Just from this excerpt:
Sensors in the aircraft that report how high its nose is pointed relative to oncoming air varied by almost 60 degrees. One of the “angle-of-attack” gauges read 15.3 degrees, likely an accurate reading for a plane taking off. The other erroneously read 74.5 degrees - which would suggest a plane pointing almost straight skyward.
One relatively educated pilot with enough experience can get an idea about the expertise of the the experts.
There are secondary indications for the angle of attack. The fact that the guys from Africa didn't recognize the situation accordingly led to additional errors. Maybe they are not to blame entirely - sure. But I highly doubt that they did everything they could.
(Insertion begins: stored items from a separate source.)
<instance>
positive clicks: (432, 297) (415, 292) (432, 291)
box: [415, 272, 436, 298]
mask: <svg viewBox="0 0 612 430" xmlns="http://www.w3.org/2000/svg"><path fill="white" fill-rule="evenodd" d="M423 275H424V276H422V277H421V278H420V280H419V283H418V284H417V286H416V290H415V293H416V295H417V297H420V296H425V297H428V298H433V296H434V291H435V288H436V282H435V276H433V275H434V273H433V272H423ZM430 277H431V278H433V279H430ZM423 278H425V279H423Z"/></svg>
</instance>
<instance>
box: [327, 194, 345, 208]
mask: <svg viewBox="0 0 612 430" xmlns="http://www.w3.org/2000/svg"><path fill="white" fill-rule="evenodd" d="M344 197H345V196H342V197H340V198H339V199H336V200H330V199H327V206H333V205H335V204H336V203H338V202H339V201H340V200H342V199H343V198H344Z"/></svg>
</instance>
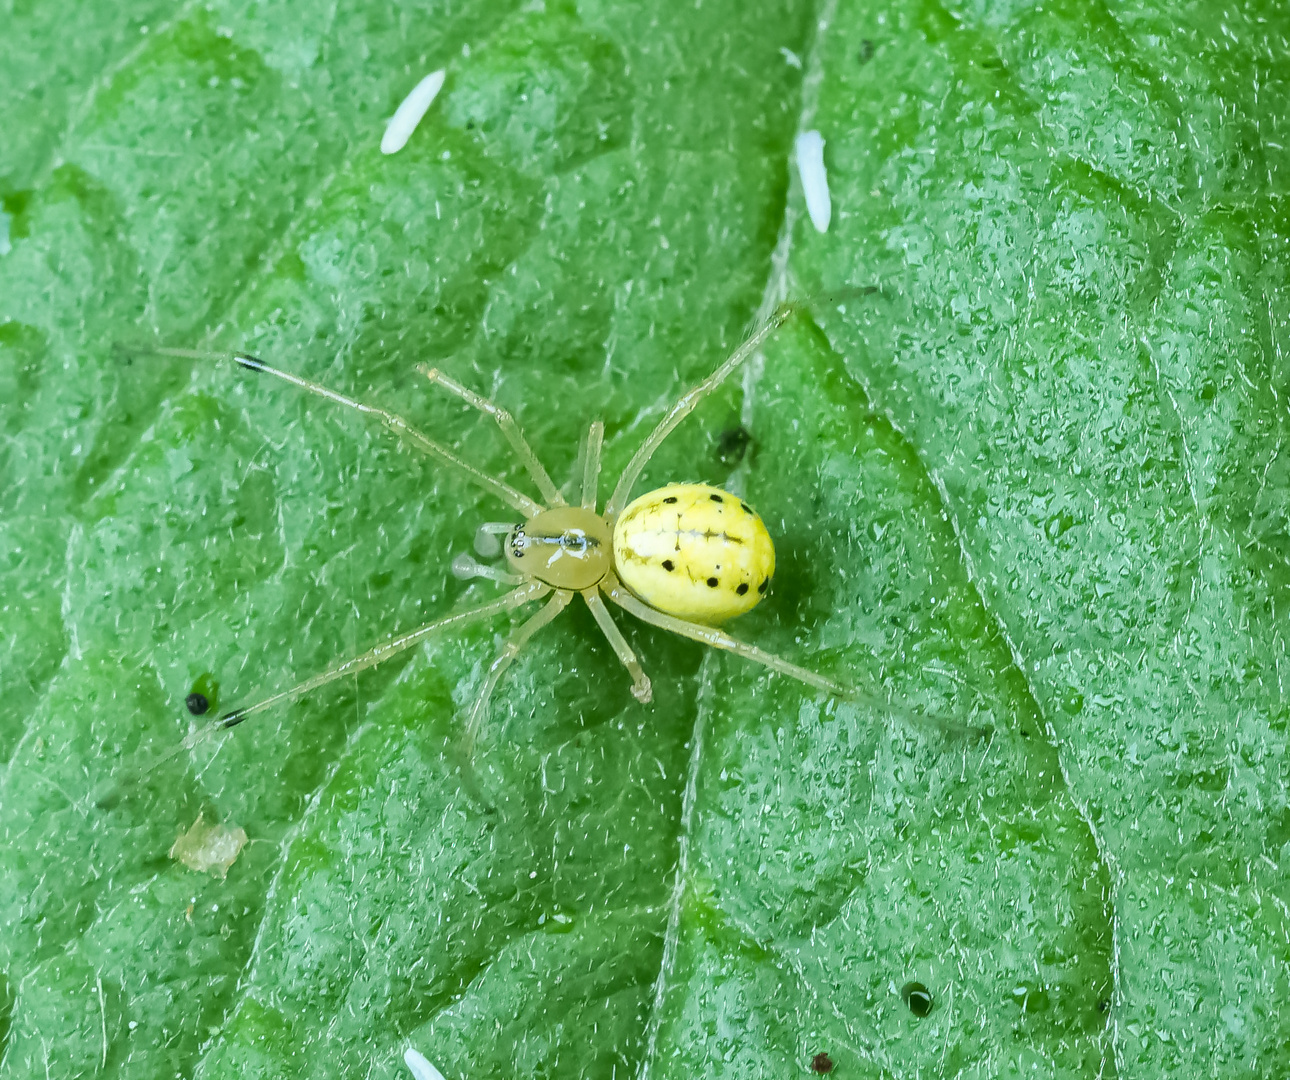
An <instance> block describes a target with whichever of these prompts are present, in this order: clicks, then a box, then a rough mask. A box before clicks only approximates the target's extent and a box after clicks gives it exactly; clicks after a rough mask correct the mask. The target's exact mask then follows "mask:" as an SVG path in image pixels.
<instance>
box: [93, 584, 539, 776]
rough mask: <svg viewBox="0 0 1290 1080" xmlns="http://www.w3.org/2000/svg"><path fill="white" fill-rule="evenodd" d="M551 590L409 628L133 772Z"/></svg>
mask: <svg viewBox="0 0 1290 1080" xmlns="http://www.w3.org/2000/svg"><path fill="white" fill-rule="evenodd" d="M550 591H551V587H550V586H547V585H543V583H542V582H537V581H534V582H529V583H528V585H524V586H521V587H520V588H516V590H515V591H513V592H508V594H506V595H504V596H499V597H498V599H497V600H490V601H489V603H488V604H480V605H479V606H477V608H467V609H466V610H464V612H454V613H453V614H450V615H444V618H440V619H435V621H433V622H427V623H426V625H424V626H419V627H417V630H413V631H409V632H408V634H404V635H400V636H399V637H392V639H391V640H388V641H382V643H381V644H379V645H375V646H373V648H372V649H368V652H365V653H362V654H361V655H357V657H353V658H352V659H347V661H344V662H343V663H338V665H337V666H335V667H332V668H329V670H328V671H324V672H323V674H320V675H315V676H313V677H312V679H306V680H304V681H303V683H297V684H295V685H294V686H292V688H290V689H289V690H279V692H277V693H276V694H271V695H270V697H267V698H264V699H263V701H258V702H255V703H254V705H249V706H245V707H244V708H235V710H232V712H224V714H223V715H221V716H217V717H215V719H214V720H210V721H209V723H206V724H203V725H201V726H200V728H197V730H195V732H192V733H191V734H190V735H188V737H187V738H186V739H184V741H183V742H181V743H179V745H178V746H175V747H174V748H173V750H170V751H168V752H166V754H163V755H161V756H160V757H157V759H155V760H154V761H151V763H150V764H148V765H147V766H146V768H143V769H141V770H139V772H138V773H137V774H132V775H134V777H144V775H148V774H151V773H154V772H156V770H157V769H159V768H160V766H161V765H164V764H165V763H166V761H170V760H172V759H173V757H178V756H179V755H181V754H183V752H186V751H190V750H192V748H194V747H195V746H197V745H200V743H203V742H205V741H206V739H209V738H210V737H212V735H215V734H218V733H221V732H226V730H228V729H230V728H236V726H237V725H239V724H241V723H243V721H244V720H246V719H248V717H250V716H254V715H255V714H257V712H263V711H264V710H266V708H270V707H272V706H275V705H277V703H279V702H281V701H288V699H294V698H298V697H302V695H303V694H307V693H310V692H311V690H316V689H317V688H319V686H325V685H326V684H328V683H333V681H335V680H337V679H343V677H344V676H346V675H356V674H357V672H360V671H366V670H368V668H369V667H375V666H377V665H378V663H382V662H383V661H387V659H390V658H391V657H393V655H397V654H399V653H402V652H406V650H408V649H410V648H412V646H413V645H415V644H418V643H419V641H422V640H424V639H426V637H428V636H430V635H431V634H435V632H436V631H439V630H444V628H446V627H449V626H466V625H467V623H471V622H477V621H479V619H485V618H489V617H490V615H497V614H501V613H502V612H510V610H512V609H515V608H520V606H522V605H524V604H528V603H529V601H530V600H541V599H542V597H543V596H546V595H547V592H550ZM117 786H119V785H117Z"/></svg>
This link, as many others, contains information that is incomplete or poorly written or somehow distorted.
Just like they tried to make Emirates crew heroes for destroying perfectly good 777 recently, due to incompetency.
Or A330 crew that never managed to recognize the situation the aircraft was in and entered the wrong commands.
Again, around 400 MAXs flew and would've continue to fly without a problem if it wasn't for that crash. Miraculously, in between Lion and Ethiopian those planes worked surviving similar issues.
Now: Boeing is baaad.
Airbus might be the good guys of the day.
Oh no, wait: months ago two lady pilots in India flew with their gear down for half of their flight without even recognizing the problem. I should retract my statement. Airbus are not the good guys, they didn't put an idiot proof system indicating that the gear is down repeatedly. Let's not blame them, let's blame the manufacturer, so in case of something the company to be able to get the insurance.
People are people. They do make mistakes. Accidents happen. The fuss is useless. It harms the manufacturer and many airlines, who, by the way - struggle enough to survive even before situations like that.